With a diminishing number of Holocaust survivors left to tell the story of the murdered Six Million, Becker, whose mother survived Auschwitz, said, “It is our obligation to fill that void. The torch has been passed to us so that no one ever forgets.”

“We want to take these stories and make them something positive,” contributing to efforts to prevent any future such tragedies, said Becker. She said she also worries about “the Holocaust deniers coming out of the woodwork now that the Holocaust survivors are passing on.”

Alter, whose father was the sole survivor of his immediate family, said the group has met a few times and decided one of its prime functions would be to arrange for members to speak in schools and synagogues and for community groups.

“There are some things we as a group take for granted because we grew up with it but a lot of 14- and 15-year-olds don’t know,” said Alter.

Alter himself became interested in addressing students after speaking to his son’s seventh-grade class at Hammarskjold Middle School in East Brunswick last year and receiving a “great response.”

His father was from Polyana in what was then Czechoslovakia, which was invaded by the Nazis in 1944. His father was taken to Auschwitz and then two other camps before being liberated with his own father in 1945 from forced labor in the mines.
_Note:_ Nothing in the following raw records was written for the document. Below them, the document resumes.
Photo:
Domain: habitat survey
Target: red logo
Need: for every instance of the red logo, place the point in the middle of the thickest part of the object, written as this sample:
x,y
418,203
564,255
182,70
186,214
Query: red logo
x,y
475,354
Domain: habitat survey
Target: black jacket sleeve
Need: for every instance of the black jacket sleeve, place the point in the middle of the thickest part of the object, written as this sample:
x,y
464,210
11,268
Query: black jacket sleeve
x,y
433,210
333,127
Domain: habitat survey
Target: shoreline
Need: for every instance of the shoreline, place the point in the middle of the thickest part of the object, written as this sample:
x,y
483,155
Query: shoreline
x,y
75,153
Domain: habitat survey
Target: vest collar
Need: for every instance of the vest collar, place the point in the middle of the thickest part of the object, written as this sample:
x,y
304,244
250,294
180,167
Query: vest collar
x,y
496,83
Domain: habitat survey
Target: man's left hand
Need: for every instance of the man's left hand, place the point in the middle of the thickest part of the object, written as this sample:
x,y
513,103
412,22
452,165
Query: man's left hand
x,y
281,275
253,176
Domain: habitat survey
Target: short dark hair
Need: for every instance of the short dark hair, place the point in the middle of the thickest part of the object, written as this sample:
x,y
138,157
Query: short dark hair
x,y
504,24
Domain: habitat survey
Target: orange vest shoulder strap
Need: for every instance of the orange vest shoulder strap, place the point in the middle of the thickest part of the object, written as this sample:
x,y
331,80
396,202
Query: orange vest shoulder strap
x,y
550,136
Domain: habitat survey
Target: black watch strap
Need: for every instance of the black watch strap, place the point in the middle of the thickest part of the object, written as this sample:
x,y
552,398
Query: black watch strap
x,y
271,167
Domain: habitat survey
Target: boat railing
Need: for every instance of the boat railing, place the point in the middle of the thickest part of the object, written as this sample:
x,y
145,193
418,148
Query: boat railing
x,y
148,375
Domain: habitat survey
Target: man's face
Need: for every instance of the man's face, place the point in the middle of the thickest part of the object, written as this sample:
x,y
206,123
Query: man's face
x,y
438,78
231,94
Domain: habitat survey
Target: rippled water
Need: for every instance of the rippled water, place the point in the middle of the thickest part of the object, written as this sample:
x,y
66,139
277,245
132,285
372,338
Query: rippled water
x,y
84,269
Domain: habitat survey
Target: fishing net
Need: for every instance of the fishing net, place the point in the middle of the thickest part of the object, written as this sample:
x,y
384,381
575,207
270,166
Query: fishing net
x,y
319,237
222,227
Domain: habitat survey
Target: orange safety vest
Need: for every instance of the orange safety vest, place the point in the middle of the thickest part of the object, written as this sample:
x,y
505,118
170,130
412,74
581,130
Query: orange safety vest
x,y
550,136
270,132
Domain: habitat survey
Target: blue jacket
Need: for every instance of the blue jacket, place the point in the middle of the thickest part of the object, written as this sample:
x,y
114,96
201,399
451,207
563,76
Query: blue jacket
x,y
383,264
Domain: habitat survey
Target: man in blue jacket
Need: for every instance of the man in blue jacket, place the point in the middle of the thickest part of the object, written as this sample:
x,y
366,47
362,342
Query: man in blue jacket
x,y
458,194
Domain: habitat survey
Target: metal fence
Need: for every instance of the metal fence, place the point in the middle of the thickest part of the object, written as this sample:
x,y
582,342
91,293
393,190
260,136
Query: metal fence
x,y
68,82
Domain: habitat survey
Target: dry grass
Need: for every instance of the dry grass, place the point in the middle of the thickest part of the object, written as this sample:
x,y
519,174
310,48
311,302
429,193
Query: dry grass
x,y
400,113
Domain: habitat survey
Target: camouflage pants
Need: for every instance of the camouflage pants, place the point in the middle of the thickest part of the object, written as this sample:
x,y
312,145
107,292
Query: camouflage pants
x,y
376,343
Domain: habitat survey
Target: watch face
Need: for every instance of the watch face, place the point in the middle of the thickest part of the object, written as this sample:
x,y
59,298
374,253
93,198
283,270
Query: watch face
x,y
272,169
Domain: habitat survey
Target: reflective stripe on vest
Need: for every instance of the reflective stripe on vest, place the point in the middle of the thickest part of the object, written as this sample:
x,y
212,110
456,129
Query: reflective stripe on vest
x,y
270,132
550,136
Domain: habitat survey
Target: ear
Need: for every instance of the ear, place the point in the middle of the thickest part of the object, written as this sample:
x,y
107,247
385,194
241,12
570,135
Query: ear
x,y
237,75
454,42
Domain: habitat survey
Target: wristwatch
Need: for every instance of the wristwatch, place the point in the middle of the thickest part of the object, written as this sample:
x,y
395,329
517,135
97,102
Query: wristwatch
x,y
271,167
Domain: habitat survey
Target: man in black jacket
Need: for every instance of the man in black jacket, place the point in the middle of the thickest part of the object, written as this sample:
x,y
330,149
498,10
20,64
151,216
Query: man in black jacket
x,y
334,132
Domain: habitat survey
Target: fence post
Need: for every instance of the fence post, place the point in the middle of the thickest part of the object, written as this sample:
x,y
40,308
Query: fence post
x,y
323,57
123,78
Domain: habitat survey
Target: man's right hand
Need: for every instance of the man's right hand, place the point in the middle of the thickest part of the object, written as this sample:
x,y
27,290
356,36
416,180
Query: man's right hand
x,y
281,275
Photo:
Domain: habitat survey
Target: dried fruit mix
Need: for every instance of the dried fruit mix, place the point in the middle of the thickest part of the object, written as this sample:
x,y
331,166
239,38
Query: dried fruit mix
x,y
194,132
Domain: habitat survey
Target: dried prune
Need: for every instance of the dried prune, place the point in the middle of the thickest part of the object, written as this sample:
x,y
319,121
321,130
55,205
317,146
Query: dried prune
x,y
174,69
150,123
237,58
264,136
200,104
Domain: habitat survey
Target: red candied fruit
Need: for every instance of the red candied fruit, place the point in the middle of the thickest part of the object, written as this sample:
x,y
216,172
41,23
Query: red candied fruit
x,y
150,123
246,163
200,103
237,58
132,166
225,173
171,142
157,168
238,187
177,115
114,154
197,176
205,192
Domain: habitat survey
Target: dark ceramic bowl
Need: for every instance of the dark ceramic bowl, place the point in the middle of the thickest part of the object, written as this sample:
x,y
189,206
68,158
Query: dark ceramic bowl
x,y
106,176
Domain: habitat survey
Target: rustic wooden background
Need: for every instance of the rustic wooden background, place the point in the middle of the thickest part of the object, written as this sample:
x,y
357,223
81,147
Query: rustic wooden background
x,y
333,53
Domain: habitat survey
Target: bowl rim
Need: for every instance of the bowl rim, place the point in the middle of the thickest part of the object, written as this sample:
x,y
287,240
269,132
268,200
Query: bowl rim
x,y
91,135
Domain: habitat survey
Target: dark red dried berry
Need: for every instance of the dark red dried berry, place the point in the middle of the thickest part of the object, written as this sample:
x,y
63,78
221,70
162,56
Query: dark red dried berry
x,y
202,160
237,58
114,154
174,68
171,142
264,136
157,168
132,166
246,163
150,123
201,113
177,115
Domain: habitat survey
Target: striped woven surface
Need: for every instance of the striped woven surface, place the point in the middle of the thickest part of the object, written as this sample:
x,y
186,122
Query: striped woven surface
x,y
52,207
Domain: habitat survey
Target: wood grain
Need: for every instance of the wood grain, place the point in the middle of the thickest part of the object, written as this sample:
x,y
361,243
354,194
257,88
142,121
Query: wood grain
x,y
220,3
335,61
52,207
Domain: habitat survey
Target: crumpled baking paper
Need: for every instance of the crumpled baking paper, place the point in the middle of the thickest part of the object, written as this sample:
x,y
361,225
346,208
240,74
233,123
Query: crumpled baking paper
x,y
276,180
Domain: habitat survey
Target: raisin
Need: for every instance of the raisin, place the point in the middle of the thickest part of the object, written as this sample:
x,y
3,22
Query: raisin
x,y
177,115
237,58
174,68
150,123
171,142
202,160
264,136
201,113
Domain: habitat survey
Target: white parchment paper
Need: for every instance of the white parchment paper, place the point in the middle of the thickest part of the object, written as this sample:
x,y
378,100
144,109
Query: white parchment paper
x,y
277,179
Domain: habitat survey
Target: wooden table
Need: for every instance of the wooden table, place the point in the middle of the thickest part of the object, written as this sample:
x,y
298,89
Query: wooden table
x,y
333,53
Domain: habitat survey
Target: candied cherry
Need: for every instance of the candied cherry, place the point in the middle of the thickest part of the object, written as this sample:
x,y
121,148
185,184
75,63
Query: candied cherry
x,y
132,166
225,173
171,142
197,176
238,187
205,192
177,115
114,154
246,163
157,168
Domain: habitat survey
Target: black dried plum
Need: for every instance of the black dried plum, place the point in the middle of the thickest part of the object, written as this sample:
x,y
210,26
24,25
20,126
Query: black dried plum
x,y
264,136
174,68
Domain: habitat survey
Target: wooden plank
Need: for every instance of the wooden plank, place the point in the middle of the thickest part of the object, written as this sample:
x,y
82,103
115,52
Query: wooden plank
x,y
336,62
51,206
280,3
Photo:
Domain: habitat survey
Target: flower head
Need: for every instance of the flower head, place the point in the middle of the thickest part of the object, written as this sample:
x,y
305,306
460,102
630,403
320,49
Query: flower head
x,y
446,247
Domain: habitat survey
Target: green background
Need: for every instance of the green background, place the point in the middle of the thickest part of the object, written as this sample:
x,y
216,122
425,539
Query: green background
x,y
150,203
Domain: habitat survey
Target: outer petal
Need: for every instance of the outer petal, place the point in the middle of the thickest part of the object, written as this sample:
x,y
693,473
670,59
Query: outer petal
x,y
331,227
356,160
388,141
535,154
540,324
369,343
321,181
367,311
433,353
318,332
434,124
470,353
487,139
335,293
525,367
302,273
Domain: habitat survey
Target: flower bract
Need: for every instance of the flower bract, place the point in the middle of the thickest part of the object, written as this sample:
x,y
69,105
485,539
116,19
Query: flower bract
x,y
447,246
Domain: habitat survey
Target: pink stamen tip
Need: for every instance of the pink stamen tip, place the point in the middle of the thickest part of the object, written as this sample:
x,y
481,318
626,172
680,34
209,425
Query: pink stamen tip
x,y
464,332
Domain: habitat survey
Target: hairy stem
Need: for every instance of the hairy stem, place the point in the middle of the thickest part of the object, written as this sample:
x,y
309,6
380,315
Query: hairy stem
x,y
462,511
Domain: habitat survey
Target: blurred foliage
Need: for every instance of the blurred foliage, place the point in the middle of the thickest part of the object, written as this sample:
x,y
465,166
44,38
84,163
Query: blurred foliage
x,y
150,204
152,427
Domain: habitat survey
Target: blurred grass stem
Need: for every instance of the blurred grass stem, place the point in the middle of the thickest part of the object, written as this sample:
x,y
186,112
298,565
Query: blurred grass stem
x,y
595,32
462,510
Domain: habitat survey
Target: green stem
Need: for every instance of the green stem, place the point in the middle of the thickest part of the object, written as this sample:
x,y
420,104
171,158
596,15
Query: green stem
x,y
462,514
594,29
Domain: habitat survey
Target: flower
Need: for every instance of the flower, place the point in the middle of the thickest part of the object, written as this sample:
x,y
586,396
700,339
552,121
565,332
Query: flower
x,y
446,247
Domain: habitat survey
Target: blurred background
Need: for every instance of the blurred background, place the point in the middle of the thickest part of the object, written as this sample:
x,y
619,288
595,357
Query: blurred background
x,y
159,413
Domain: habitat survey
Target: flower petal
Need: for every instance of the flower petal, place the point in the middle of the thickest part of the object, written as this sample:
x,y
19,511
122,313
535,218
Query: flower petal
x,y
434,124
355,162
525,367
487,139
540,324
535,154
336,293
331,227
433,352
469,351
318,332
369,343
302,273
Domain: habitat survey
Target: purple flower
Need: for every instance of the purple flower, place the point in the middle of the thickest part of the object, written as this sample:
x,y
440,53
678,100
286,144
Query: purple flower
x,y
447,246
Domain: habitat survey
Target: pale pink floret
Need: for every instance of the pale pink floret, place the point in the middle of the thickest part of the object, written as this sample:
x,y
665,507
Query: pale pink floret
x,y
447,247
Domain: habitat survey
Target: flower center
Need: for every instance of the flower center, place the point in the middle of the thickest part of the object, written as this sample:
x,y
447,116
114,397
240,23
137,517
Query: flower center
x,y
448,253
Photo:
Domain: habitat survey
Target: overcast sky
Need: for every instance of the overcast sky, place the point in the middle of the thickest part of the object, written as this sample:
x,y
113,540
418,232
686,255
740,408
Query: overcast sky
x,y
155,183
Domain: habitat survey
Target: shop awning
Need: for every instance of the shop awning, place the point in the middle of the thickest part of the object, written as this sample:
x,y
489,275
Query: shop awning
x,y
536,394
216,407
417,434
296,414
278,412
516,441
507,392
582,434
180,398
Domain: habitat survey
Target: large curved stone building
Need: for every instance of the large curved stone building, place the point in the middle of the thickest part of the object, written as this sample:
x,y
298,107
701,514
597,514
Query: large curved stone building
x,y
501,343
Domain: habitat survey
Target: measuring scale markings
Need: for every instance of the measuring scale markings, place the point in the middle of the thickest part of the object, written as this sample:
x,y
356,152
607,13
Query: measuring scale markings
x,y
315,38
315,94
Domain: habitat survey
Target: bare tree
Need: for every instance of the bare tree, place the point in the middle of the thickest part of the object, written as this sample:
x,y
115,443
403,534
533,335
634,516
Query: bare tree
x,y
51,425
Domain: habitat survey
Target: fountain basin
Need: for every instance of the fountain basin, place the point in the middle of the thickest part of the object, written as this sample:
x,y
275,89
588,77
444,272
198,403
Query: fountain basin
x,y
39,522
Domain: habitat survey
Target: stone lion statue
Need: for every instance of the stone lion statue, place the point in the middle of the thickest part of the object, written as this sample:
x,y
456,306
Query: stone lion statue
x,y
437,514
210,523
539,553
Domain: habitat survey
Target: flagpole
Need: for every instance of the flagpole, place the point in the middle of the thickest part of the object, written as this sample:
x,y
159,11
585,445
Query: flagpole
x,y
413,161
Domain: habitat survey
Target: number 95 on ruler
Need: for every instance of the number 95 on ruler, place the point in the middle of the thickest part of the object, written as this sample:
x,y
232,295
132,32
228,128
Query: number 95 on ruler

Alter’s grandfather died the day after liberation.

Other survivors from Polyana and the few distant relatives who had survived were Alter’s family as he grew up. “This was normal life to me,” he said. “These people had a community, a heritage that was lost to the Shoa.”

As many of the others at the Aug. 4 gathering reported, Alter’s father rarely talked about his wartime experiences. “I felt if he didn’t want to talk, I didn’t want to press him. I regret that now.”

Virtually the only time Alter can recall his father, who died in in 1991 at age 63, mentioning the Shoa was when he was 15, and he noticed him looking over his shoulder as Alter read an article about the search for Josef Mengele in Time magazine, then telling his son, “I remember him.”

“I just went cold,” recalled Alter. “It was the most chilling thing I had ever heard.”

Brenowitz’s German-born parents both escaped Nazi-occupied Europe, her father to Spain and her mother aboard a ship to Cuba.

She said the experiences of the group members’ parents and the fears and hopes their children grew up with make for a special bond that only children or grandchildren of a survivor can understand.

“We are like our own community and we should stay connected to each other,” she said.

Betty Landau of East Brunswick, the daughter of Polish Holocaust survivors, said, “We were raised differently. We had a different mentality and outlook. We had to learn to be American. We were taught to be strong and tough.”

Harold Geller of Edison grew up in Toronto, the son of Polish survivors who met, married, and had a baby, his older sister, at a displaced persons’ camp set up in Bergen-Belsen after liberation.

“A lot of people don’t realize there was a community in Bergen-Belsen after the war,” said Geller. He found his parents’ ketuba, signed in the camp, after they died and donated it to the U.S. Holocaust Memorial Museum.

Museum officials told him they knew that marriages had taken place in Bergen-Belsen, “but they never had any documentation or a ketuba before from one.”